Monthly Archives: October 2019

Interacting with others, creating a growth environment

This is my first blog entry since continuing with the UBC Masters in High-Performance Coaching and Technical Leadership.

It is October, I am in Regina with the warm days of summer behind me. Already my mind is occupied with spring training for March and the logistics of a month in Florida.

Escaping the ice and cold of Canada, paddlers from clubs, provincial and national teams make the southward migration each spring. Looking forward, I imagine hot sun, warm waters and dolphins who share the Florida canals. It is more than the escape from the cold and the chance to get the paddlers back on the water, it is a time for me to interact with my peers. More than just a weekend conference or a competition, I get the chance to partner with coaches and engage in a month-long collaborative environment. For most of the season, coaches travel parallel paths, and they develop their own teams but rarely interact in meaningful ways. A few teams have the size, and the budget for a large coaching staff and these enjoy the benefit from each other on a day to day basis. However, most of us are a one-man/women-driven show that can leave a coach feeling isolated.

I have found the Florida camp is a rare opportunity to gather together and function as a coaching group. The opportunity is there to share best practices and methods, share problems and solutions, and feel you are part of something larger than your own team. Not all coaches and teams work with others in this way, some prefer to train in isolation and only meet at a competition. However, I have always enjoyed pulling people together and creating something we don’t experience the rest of the season.

Initially, it developed from an exchange with a coaching friend, “Where are you holding your camp this year? Cool, we did _____ last year, but that sounds interesting”. So it goes, two coaching friends partner. Over time, others hear about the mixed group and like the sound of it. When word gets out, you are operating a camp that is open to others, more coaches ask to take part.

In some cases, they are part of small groups that could not do a project like this on their own. Soon 2 coaches grow to 3,4 and 5 etc. Some coaches have years of experience and others are relatively new, all learn how other coaches work. In this way, all of us share and grow as professionals. It is not always easy and working as a group with athletes from competing teams mixed together can be tricky. If you are a hard-line ‘my way is the best way’ kind of coach, then it is not the place for you.

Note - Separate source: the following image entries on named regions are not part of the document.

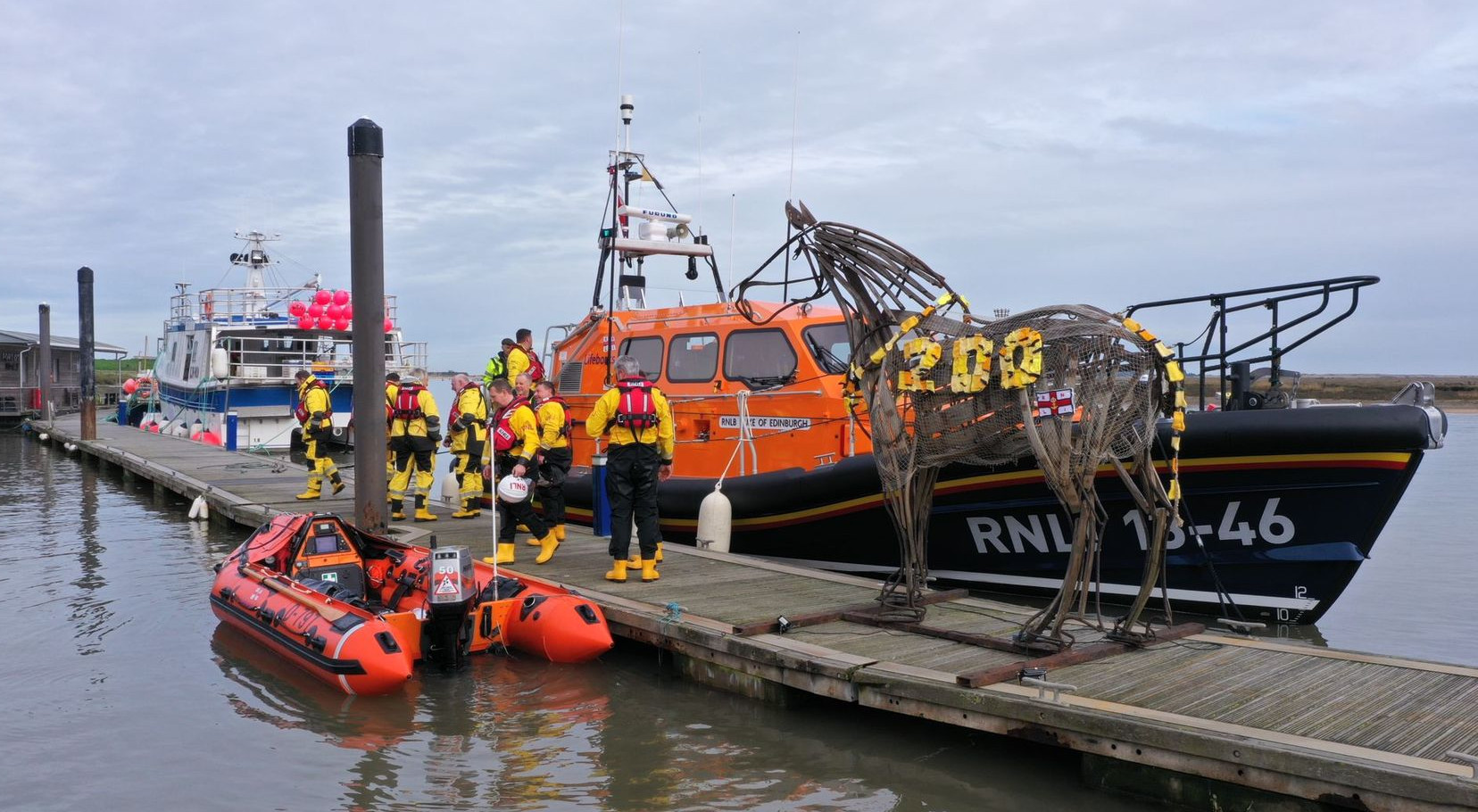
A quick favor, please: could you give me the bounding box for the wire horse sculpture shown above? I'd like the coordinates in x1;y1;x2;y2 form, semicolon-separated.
733;203;1185;647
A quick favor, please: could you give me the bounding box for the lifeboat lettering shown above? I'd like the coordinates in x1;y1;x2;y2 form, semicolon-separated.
718;415;811;431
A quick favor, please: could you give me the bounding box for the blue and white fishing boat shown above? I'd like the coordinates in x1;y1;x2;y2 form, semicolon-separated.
146;232;426;449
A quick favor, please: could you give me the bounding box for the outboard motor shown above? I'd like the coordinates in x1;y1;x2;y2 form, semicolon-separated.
426;546;477;670
1224;360;1262;412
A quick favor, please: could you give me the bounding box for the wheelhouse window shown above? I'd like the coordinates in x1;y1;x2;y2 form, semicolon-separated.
724;329;797;386
801;322;851;375
668;332;718;384
621;336;662;381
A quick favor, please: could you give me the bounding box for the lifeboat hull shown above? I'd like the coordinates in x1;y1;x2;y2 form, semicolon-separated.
210;567;412;695
502;592;612;663
210;514;613;694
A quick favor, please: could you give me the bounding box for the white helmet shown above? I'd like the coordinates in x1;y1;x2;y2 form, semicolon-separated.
498;476;529;502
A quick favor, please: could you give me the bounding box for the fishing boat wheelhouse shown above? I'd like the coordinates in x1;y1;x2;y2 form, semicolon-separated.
145;232;426;449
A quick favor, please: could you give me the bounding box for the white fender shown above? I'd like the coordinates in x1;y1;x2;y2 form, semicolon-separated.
696;483;735;552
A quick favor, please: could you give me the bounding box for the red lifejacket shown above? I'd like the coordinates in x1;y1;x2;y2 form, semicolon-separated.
513;344;544;384
615;378;658;435
394;384;426;421
293;378;334;424
492;397;529;453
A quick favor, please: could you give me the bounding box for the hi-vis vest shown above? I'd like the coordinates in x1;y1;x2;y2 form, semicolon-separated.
293;378;334;424
492;397;529;453
393;384;426;422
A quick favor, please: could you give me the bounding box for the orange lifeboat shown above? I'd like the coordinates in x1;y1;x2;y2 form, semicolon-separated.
210;514;612;694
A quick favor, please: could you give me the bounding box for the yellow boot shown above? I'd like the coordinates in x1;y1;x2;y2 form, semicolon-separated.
484;542;516;564
534;530;559;564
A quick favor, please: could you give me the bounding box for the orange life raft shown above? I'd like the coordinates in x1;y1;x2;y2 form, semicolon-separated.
210;514;612;694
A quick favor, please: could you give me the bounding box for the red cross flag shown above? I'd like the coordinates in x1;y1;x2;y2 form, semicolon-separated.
1036;390;1073;418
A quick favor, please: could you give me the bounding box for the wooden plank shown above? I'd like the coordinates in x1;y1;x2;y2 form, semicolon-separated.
736;589;969;634
1190;632;1478;677
959;623;1206;688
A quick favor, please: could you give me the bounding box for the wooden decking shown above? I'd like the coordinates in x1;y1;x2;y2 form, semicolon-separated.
34;418;1478;809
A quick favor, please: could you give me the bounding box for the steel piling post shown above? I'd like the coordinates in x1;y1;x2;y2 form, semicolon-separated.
349;118;387;533
77;266;97;440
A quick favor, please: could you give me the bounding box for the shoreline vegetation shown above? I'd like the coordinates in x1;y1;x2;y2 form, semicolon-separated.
96;357;1478;413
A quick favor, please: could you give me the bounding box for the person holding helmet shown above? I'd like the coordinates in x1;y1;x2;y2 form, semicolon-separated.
509;327;544;384
293;369;345;499
389;369;442;521
585;356;674;582
446;372;487;518
529;379;574;543
485;381;559;564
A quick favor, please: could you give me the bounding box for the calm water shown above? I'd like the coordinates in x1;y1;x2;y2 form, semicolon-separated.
0;415;1478;810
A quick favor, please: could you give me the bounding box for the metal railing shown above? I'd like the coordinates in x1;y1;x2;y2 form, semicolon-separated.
1125;276;1381;409
170;285;401;323
217;334;428;384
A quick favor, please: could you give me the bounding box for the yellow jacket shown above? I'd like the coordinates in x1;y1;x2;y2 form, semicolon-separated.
509;344;534;386
535;400;569;449
585;386;676;464
502;403;539;465
297;375;333;428
390;384;442;437
446;384;487;453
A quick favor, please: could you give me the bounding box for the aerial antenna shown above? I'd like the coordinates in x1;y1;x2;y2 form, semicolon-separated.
617;0;631;151
696;52;703;233
785;31;801;201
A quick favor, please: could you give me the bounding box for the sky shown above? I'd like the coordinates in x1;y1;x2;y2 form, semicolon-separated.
0;0;1478;377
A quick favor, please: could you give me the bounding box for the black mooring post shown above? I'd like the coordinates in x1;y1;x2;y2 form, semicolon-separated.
77;266;97;440
349;118;387;533
37;302;52;422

However, if you can loosen the reigns on the program details and are open to collaboration, it can be exciting. Each coach brings their own style and process to the team, and we generally put two coaches in one coach boat that goes with each group of paddlers. Over the 4 week camp, coaches change partners and move between groups, so the athletes, too, get the chance to experience different coaching.

One coach explained to his paddler when they complained about the weird instructions of another coach. “Good, I wanted you to be confused, each time a coach challenges how you think about things you come to me. The result is that we have a conversation about it, figure it out, and in the process, both understand things better. If you hear the same thing over and over and nothing new, you will, we will not grow. We are here to grow”.

This season I have organized my training camp and again look and am looking forward to coaches and paddlers attending from different teams. I do most of the camp organization and try to make it easy for others to join in without a lot of logistics. This may involve booking accommodations, budgeting, transporting equipment and general communication. I call it ‘my camp,’ but in the end, I hope everyone feels it is ‘our camp.’

I like the practice of developing my own leadership and interaction skills to facilitate the group. I want all the coaches to feel they are part of the plan and have the freedom to be themselves. In this kind of camp, ‘robot-coaches’ who simply implement the workout on paper with a stopwatch and start/stop commands are not who we want.

Each coach must feel free, to be creative and make use of opportunities in the moment. The expert is the coach who is with the athlete in the moment, not the print on a paper program created days or weeks before. Each coach adds their flavour and sees something a little different from their ‘coaching-eye.’ This leads to some pretty fantastic follow-up conversations between athlete and coach, coach and coach, and even athlete to athlete.

Interacting with others is something that can be organized and something that can be practiced. Finding opportunities and making the most of this significant growth, skill is a performance accelerator.